International career^{‡}
- 2024: Latvia U19 / 2 / (0)
- 2025–: Latvia U21 / 5 / (0)

= Danny Anisjko =

Latvian footballer (born 2006)

Danny Braian Ambato Anisjko (Dannī Braians Ambato Aņisjko: born 11 January 2006) is a professional footballer who plays as a winger for Chesterfield. Born in England, he is a Latvia youth international.

==Early life==
Anisjko was born on 11 January 2006. Born in England, he was born to an Ecuadorian mother and a Latvian father.

==Club career==
As a youth player, Anisjko joined the youth academy of English side Nottingham Forest in 2015. Ahead of the 2022–23 season, he was promoted to the club's under-18 team. Following his release by Forest in June 2026, Anisjko went on trial with Chesterfield and signed a one-year deal with the EFL League Two club on 17 July 2026.

==International career==
Anisjko is a Latvia youth international.
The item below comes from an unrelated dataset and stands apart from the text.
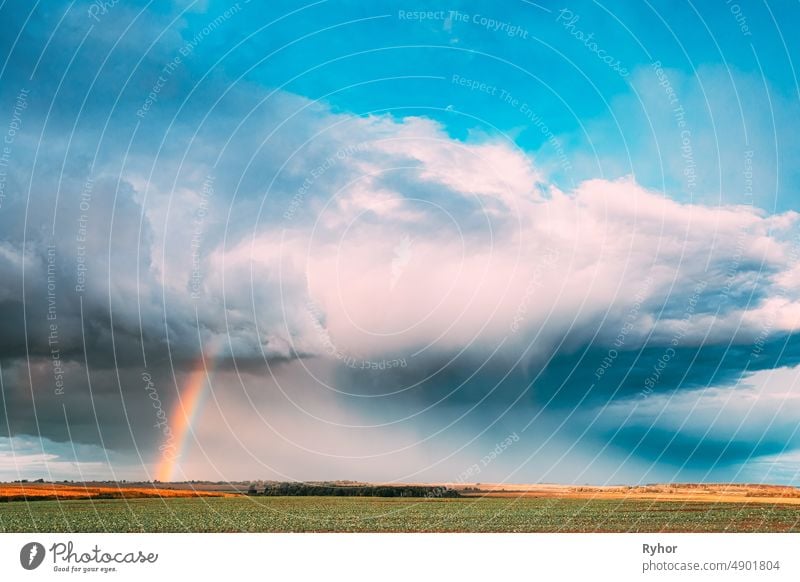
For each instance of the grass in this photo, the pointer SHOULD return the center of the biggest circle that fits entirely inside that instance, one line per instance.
(340, 514)
(59, 491)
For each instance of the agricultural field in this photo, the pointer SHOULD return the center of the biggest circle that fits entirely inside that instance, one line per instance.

During the autumn of 2024, he played for the Latvia national under-19 football team for 2025 UEFA European Under-19 Championship qualification.

==Style of play==
Anisjko plays as a winger and is right-footed. Ecuadorian news website El Futbolero Ecuador wrote in 2024 that he has "good ball control, a daring, and skillful style of play".